Un nouveau contexte monétaire
La monnaie est un bien souverain de l’État, traditionnellement émise et gérée par les acteurs publics. L’autorité que possède l’État, et sa légitimité à imposer un monopole monétaire, sont pourtant remises en cause par l’apparition des cryptomonnaies. De ce fait, la dualité entre un marché privé et un marché public monétaire engendre de nouvelles dynamiques de concurrence entre ces types de monnaie. Cette mise en concurrence de la monnaie affaiblit son monopole et son influence sur son marché, devenant dès lors un outil de déstabilisation féroce.

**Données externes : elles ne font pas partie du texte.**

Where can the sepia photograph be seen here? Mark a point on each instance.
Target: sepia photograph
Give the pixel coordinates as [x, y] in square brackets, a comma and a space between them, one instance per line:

La mise en concurrence d’une devise nationale avec des cryptomonnaies permet de l’affaiblir, de la dévaluer, d’en amoindrir sa légitimité et ainsi de toucher durablement une part du pouvoir étatique. La monnaie, en dehors de son rôle purement économique, est aussi un moyen de cohésion et de stabilité sociale et politique. Cette mise en concurrence fait pression sur la souveraineté des États. C’est le cas de la Banque centrale européenne, qui, d’après ses dernières annonces, semble vouloir se substituer au rôle des banques nationales dans l’émission et la production de monnaie au travers des monnaies numériques (CBDC). Un transfert de souveraineté s’opère entre l’échelle nationale et supranationale.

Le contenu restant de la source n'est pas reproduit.